CodexBloom - Programming Q&A Platform

Error while fine-tuning a GenAI model with TensorFlow 2.11 and Transformers 4.20

πŸ‘€ Views: 86 πŸ’¬ Answers: 1 πŸ“… Created: 2025-06-07
tensorflow transformers fine-tuning Python

I'm learning this framework and I'm testing a new approach and I'm currently facing issues while trying to fine-tune a GenAI model using TensorFlow 2.11 and the Hugging Face Transformers library (version 4.20)... I set up my training script to load a pre-trained model and a custom dataset, but I'm encountering a `ValueError` indicating a shape mismatch during training. Specifically, the error message reads: ``` ValueError: Shapes (32, 1) and (32, 6) are incompatible ``` The model I'm using is a GPT-2 configuration, and my dataset contains six unique classes that I'm trying to classify into.
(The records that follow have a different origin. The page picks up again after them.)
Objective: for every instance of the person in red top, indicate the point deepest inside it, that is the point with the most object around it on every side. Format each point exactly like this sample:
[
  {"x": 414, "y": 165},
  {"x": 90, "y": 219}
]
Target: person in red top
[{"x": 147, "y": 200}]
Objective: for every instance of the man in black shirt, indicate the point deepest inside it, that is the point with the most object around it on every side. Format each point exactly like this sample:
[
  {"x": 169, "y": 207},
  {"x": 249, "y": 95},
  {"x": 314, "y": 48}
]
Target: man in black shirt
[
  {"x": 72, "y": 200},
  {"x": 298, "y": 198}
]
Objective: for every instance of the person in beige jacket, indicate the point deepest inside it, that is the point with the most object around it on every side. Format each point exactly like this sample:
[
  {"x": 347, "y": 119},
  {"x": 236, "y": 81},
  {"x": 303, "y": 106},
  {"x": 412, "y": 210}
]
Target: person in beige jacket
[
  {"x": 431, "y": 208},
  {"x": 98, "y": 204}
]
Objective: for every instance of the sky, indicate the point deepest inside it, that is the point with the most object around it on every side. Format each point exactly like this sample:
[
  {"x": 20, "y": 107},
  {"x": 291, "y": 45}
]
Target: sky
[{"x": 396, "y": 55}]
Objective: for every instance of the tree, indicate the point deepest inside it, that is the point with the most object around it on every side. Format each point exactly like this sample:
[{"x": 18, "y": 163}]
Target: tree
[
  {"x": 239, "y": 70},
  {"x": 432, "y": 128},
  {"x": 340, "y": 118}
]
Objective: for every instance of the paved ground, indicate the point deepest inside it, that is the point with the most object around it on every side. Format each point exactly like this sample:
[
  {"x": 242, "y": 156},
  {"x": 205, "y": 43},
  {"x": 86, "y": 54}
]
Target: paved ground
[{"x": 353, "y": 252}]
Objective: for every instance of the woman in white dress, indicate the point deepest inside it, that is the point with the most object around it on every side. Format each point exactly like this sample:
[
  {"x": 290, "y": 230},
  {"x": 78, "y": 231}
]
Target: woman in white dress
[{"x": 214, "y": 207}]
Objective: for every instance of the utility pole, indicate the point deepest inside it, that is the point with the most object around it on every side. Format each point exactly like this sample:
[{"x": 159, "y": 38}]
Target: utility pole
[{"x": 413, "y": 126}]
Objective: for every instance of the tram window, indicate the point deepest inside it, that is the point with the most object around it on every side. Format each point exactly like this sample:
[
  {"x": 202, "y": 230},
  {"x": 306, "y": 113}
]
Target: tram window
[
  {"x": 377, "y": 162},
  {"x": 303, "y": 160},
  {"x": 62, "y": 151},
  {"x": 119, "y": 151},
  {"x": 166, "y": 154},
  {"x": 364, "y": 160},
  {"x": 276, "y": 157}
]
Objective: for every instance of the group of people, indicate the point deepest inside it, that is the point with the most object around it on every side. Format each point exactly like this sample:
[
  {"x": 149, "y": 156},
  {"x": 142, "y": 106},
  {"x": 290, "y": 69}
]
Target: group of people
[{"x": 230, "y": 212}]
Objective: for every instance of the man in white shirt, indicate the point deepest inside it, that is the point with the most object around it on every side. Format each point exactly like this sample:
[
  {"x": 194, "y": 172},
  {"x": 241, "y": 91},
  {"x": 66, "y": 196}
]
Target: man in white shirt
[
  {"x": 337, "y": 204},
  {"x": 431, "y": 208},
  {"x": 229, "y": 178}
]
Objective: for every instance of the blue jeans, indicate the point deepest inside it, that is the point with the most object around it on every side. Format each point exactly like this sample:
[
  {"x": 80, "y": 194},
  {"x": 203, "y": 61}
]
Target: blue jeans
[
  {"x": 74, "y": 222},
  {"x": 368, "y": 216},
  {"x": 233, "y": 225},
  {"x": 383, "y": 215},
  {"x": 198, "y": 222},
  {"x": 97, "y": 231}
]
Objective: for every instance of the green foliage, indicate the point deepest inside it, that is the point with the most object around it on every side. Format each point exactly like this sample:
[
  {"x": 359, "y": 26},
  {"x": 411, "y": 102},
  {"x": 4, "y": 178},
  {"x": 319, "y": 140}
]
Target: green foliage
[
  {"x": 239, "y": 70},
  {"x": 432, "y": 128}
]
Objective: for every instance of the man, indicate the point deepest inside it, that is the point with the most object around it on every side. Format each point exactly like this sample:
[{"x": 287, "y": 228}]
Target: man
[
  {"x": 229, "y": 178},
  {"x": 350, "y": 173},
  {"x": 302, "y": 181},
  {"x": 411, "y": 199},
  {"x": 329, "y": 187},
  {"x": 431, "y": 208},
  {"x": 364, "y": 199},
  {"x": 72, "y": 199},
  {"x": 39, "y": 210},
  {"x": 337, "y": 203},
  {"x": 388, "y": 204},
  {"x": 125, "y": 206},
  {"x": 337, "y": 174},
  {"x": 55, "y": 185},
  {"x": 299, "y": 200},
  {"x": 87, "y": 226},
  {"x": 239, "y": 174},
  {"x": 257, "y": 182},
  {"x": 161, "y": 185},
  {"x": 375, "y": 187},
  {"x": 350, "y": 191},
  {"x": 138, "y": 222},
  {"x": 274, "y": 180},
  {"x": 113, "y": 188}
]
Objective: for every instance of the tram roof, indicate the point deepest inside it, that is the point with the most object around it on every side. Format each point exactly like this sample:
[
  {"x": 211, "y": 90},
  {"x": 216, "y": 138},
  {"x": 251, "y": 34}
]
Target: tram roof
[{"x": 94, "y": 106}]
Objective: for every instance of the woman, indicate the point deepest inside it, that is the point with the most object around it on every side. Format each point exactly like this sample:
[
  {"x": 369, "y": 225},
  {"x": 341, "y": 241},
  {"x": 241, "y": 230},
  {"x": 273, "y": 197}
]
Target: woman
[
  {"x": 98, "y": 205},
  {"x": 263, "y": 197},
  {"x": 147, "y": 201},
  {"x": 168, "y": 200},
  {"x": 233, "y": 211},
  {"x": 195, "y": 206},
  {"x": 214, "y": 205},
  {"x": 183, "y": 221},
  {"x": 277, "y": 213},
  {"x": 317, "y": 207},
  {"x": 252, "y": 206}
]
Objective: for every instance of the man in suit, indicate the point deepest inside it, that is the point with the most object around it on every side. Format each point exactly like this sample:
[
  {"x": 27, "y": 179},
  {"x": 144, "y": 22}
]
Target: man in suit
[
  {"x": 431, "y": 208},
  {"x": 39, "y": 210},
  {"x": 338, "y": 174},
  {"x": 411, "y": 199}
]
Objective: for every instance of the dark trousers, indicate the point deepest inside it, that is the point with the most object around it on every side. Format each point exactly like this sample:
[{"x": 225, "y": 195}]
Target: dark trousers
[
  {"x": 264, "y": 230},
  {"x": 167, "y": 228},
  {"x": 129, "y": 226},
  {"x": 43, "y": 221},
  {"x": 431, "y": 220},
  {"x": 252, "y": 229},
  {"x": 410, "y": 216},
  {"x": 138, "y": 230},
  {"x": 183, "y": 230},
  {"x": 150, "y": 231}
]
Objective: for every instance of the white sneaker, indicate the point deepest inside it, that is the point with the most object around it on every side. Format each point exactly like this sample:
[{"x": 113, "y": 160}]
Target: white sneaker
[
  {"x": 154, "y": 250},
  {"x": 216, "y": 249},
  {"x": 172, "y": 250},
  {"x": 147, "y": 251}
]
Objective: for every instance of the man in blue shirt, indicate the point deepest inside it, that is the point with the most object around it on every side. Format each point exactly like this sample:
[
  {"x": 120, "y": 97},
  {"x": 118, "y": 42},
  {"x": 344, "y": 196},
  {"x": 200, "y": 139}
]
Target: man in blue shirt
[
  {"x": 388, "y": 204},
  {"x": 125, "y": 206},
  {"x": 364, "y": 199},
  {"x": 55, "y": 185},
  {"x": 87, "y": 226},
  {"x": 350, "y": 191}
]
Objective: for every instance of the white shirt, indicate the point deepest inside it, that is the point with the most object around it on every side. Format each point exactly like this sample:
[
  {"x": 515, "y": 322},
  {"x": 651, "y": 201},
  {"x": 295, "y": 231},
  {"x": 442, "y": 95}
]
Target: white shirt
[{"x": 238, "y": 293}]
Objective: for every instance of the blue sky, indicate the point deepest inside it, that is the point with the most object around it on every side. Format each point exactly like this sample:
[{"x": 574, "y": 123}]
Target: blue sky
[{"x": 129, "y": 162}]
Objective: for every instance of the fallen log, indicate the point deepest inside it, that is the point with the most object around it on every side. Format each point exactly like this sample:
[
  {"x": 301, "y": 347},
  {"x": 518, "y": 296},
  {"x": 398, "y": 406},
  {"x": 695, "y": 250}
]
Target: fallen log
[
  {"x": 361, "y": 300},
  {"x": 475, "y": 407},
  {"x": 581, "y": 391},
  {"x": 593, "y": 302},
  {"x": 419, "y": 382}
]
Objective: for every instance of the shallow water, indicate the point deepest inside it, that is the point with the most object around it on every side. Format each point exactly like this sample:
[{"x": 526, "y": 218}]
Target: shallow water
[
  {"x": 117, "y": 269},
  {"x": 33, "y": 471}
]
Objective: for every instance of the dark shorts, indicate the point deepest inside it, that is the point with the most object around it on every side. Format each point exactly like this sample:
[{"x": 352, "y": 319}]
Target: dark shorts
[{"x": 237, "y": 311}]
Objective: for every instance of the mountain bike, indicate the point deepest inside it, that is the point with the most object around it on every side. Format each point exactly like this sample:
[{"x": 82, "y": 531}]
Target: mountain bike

Here’s a snippet of the code where I prepare the dataset and the model: ```python from transformers import GPT2Tokenizer, TFGPT2LMHeadModel from tensorflow.keras.preprocessing.sequence import pad_sequences import tensorflow as tf # Load tokenizer and model tokenizer = GPT2Tokenizer.from_pretrained('gpt2') model = TFGPT2LMHeadModel.from_pretrained('gpt2') # Prepare dataset texts = ["sample text 1", "sample text 2", "sample text 3"] # Example texts labels = [0, 1, 2] # Corresponding labels for classification inputs = tokenizer(texts, return_tensors='tf', padding=True, truncation=True) # One-hot encode labels labels_one_hot = tf.keras.utils.to_categorical(labels, num_classes=6) # Create a tf.data.Dataset dataset = tf.data.Dataset.from_tensor_slices((inputs['input_ids'], labels_one_hot)) # Batch and shuffle the dataset train_dataset = dataset.shuffle(1000).batch(32) # Compile model model.compile(optimizer='adam', loss='categorical_crossentropy') ``` I've checked the shapes of `inputs['input_ids']` and `labels_one_hot`, and I see that `inputs['input_ids']` has a shape of `(32, 20)` (where 20 is the max sequence length), while `labels_one_hot` has a shape of `(32, 6)`. However, when I call `model.fit(train_dataset, epochs=3)`, I get the shape mismatch error. I suspect that it might be related to how I've set up the model for classification tasks since GPT-2 is generally used for text generation. I've also tried using a `tf.keras.Model` subclassing to modify the output layer, but that leads to another error about the output shape not matching the expected dimensions. Has anyone encountered this error while using the Hugging Face Transformers with TensorFlow, and how can I properly configure the model for my classification task? I appreciate any insights! Is there a simpler solution I'm overlooking?